Tarihçinin anıları nasıl okunmalı?
Başkalarının tarihi çeker bizi. Kendi tarihimizi başkalarının tarihinden öğreniriz çünkü. Kendimiz olmadan önce başkaları gibi olmak, düşünmek, yaşamak öğretildi zira. Kendi olmaktan utanır bir toplum haline getirilmemizin en sağlam yoluydu başkalarına göre hayatımızı tanzim etmek, ufkumuzu, yönümüzü tayin etmek.
Bir tarihçinin anıları, yazdığı tarih kitaplarından daha çok ilgimi çeker. Tarih kitapları bir kurgunun, bir tarih anlayışının, ulusal tarih yorumunun, resmi ideolojilerin süzgecinden geçerek yazılır daha çok. Bu anlamda nesnel bir tarihten söz edilemez. Belki kronolojik olarak olayların nasılı ve mekanların nerede olduğu bilgisine ulaşmaya çalışırız.
Tarihçinin anılarını okurken işte bu tarihin arka sokaklarında dolaşır, sahnede görünmeyen kahramanlarını keşfederiz.

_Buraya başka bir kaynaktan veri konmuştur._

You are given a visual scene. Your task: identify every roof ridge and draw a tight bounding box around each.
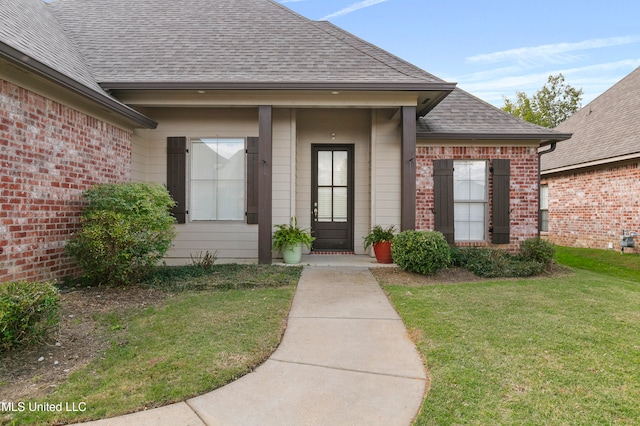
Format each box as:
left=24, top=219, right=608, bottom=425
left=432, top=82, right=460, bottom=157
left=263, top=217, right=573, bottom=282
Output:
left=309, top=20, right=445, bottom=82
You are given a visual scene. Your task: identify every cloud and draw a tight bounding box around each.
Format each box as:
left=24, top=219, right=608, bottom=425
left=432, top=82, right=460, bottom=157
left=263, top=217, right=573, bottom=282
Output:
left=320, top=0, right=389, bottom=21
left=466, top=35, right=640, bottom=65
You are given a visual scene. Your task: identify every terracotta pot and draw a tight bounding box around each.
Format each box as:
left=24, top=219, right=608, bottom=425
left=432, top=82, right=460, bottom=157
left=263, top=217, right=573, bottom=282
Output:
left=373, top=241, right=393, bottom=263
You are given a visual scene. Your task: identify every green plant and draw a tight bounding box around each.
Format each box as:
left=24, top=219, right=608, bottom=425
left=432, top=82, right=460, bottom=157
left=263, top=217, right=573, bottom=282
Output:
left=454, top=247, right=545, bottom=278
left=273, top=216, right=315, bottom=250
left=0, top=281, right=60, bottom=352
left=66, top=183, right=175, bottom=286
left=520, top=238, right=556, bottom=267
left=364, top=225, right=396, bottom=250
left=391, top=231, right=451, bottom=275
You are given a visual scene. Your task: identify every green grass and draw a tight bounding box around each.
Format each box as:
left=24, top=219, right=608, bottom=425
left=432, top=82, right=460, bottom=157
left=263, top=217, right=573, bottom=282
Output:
left=0, top=265, right=301, bottom=424
left=556, top=246, right=640, bottom=282
left=385, top=248, right=640, bottom=425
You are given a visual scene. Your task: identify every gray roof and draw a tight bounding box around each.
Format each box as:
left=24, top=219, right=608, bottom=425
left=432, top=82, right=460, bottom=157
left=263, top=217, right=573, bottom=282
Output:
left=542, top=67, right=640, bottom=171
left=50, top=0, right=443, bottom=84
left=0, top=0, right=568, bottom=141
left=0, top=0, right=156, bottom=128
left=0, top=0, right=97, bottom=91
left=417, top=88, right=571, bottom=141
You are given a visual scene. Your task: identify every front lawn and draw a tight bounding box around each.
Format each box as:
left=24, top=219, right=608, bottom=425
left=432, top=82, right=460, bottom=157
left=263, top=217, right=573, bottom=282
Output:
left=382, top=248, right=640, bottom=425
left=0, top=265, right=301, bottom=424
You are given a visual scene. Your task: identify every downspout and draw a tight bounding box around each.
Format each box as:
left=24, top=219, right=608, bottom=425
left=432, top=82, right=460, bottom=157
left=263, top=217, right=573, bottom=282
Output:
left=538, top=141, right=558, bottom=238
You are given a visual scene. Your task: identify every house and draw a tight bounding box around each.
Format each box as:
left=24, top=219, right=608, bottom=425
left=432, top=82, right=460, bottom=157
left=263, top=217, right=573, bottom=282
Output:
left=541, top=68, right=640, bottom=250
left=0, top=0, right=568, bottom=281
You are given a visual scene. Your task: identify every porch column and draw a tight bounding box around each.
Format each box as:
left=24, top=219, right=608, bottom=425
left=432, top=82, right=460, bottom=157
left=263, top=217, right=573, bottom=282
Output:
left=258, top=105, right=273, bottom=264
left=400, top=106, right=416, bottom=231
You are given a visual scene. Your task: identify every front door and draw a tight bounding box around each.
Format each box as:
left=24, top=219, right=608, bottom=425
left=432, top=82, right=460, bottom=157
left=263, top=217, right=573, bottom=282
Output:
left=311, top=145, right=353, bottom=252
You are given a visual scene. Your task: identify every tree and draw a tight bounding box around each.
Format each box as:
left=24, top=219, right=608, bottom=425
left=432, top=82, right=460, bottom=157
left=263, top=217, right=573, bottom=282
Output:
left=501, top=74, right=583, bottom=128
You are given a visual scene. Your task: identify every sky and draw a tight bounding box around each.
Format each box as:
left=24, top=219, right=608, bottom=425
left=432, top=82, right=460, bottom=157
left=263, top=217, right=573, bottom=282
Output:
left=276, top=0, right=640, bottom=107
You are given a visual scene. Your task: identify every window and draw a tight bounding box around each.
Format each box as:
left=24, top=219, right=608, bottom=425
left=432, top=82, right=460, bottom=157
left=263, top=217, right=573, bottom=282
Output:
left=189, top=138, right=245, bottom=221
left=453, top=161, right=488, bottom=241
left=540, top=185, right=549, bottom=232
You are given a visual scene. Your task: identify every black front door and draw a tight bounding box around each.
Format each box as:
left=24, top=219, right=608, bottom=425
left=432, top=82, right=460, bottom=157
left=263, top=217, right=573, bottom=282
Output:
left=311, top=145, right=353, bottom=252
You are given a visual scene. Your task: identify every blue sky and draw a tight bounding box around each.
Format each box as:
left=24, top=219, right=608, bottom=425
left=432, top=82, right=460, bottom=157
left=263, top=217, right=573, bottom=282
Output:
left=277, top=0, right=640, bottom=107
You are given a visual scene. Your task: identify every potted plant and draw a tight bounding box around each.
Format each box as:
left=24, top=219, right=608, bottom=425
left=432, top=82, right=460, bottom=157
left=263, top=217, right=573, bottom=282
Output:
left=364, top=225, right=395, bottom=263
left=273, top=216, right=315, bottom=264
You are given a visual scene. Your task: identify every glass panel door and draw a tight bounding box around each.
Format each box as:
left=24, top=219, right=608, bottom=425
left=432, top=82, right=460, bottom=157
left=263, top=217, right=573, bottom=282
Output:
left=311, top=145, right=353, bottom=251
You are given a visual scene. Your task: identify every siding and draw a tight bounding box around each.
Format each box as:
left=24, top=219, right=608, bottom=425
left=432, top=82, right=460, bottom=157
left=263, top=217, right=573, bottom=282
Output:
left=371, top=110, right=402, bottom=230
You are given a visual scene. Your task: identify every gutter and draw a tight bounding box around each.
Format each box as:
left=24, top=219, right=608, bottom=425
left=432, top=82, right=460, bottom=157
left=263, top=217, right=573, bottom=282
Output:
left=0, top=43, right=158, bottom=129
left=538, top=141, right=558, bottom=238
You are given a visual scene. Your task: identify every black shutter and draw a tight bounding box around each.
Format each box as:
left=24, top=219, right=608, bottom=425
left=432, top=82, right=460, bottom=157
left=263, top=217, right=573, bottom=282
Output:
left=167, top=136, right=187, bottom=223
left=247, top=137, right=260, bottom=225
left=433, top=160, right=454, bottom=244
left=491, top=160, right=511, bottom=244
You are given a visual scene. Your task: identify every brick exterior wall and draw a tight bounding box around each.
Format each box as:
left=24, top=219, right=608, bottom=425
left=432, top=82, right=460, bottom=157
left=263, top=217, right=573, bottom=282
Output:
left=0, top=80, right=131, bottom=282
left=542, top=162, right=640, bottom=252
left=416, top=146, right=538, bottom=252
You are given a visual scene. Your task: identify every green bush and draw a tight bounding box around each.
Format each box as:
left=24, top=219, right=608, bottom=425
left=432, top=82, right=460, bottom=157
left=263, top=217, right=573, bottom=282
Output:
left=520, top=238, right=556, bottom=267
left=454, top=247, right=545, bottom=278
left=391, top=231, right=451, bottom=275
left=66, top=183, right=175, bottom=285
left=0, top=281, right=60, bottom=352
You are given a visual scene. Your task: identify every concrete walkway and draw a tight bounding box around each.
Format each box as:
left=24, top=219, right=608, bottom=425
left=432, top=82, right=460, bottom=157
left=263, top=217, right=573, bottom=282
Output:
left=82, top=266, right=426, bottom=426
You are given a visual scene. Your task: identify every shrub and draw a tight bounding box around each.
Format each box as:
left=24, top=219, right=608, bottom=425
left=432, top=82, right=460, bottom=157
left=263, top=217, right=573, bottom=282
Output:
left=520, top=238, right=556, bottom=267
left=391, top=231, right=451, bottom=275
left=0, top=281, right=60, bottom=352
left=66, top=183, right=175, bottom=285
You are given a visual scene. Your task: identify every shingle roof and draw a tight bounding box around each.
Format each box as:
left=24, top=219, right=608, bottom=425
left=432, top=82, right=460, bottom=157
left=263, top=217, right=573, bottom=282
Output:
left=0, top=0, right=156, bottom=128
left=50, top=0, right=442, bottom=83
left=417, top=88, right=570, bottom=141
left=0, top=0, right=102, bottom=91
left=542, top=67, right=640, bottom=171
left=0, top=0, right=567, bottom=141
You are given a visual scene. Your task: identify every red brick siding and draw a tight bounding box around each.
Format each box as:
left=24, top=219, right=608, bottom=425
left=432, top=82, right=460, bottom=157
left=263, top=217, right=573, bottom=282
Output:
left=542, top=163, right=640, bottom=251
left=416, top=146, right=538, bottom=252
left=0, top=80, right=131, bottom=282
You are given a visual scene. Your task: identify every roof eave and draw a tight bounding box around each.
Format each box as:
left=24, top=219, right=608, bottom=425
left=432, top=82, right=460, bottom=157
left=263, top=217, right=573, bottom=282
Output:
left=100, top=81, right=456, bottom=92
left=540, top=152, right=640, bottom=175
left=0, top=42, right=158, bottom=129
left=417, top=132, right=571, bottom=145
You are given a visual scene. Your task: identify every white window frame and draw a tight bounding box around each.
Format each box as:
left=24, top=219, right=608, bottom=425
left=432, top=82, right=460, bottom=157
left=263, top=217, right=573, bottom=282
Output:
left=453, top=159, right=489, bottom=243
left=189, top=137, right=247, bottom=222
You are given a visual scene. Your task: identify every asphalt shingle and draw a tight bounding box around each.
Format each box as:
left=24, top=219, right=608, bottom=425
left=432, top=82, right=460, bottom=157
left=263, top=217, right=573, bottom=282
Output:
left=417, top=88, right=567, bottom=140
left=542, top=67, right=640, bottom=171
left=0, top=0, right=102, bottom=92
left=49, top=0, right=442, bottom=83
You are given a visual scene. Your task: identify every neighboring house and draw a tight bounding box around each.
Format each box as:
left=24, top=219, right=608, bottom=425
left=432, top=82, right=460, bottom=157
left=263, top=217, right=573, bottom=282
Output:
left=541, top=68, right=640, bottom=250
left=0, top=0, right=568, bottom=281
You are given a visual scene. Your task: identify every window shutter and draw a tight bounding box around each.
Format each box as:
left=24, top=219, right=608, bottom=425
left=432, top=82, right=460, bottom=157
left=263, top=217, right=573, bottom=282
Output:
left=491, top=160, right=511, bottom=244
left=247, top=137, right=259, bottom=225
left=167, top=136, right=187, bottom=223
left=433, top=160, right=454, bottom=244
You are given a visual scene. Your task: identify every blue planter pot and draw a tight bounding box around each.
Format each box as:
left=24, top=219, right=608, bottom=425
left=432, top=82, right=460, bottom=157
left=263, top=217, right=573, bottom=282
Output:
left=282, top=243, right=302, bottom=265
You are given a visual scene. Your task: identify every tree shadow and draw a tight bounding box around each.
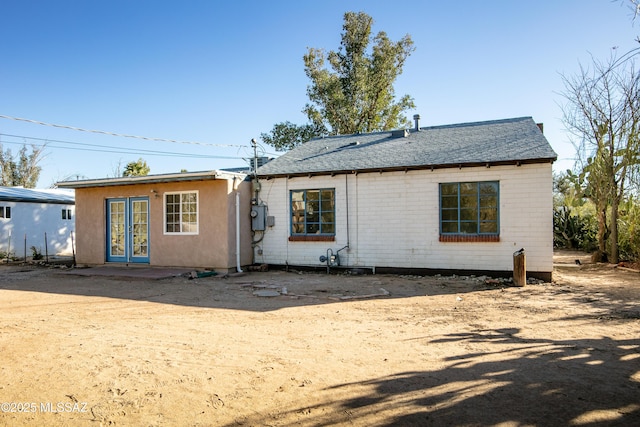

Ne kadar kurgusal boyutu olursa olsun ciddi bir ilim adamının yazdığı tarih kitabının gerek metodolojik olarak gerekse teknik olarak belli bir disiplin içinde kaleme alır. Bağlı olduğu ekolün yaklaşım biçimini yansıtsa da temel iddiası nesnelliktir. Ve hakikat ne ise onu yazmak zorundadır.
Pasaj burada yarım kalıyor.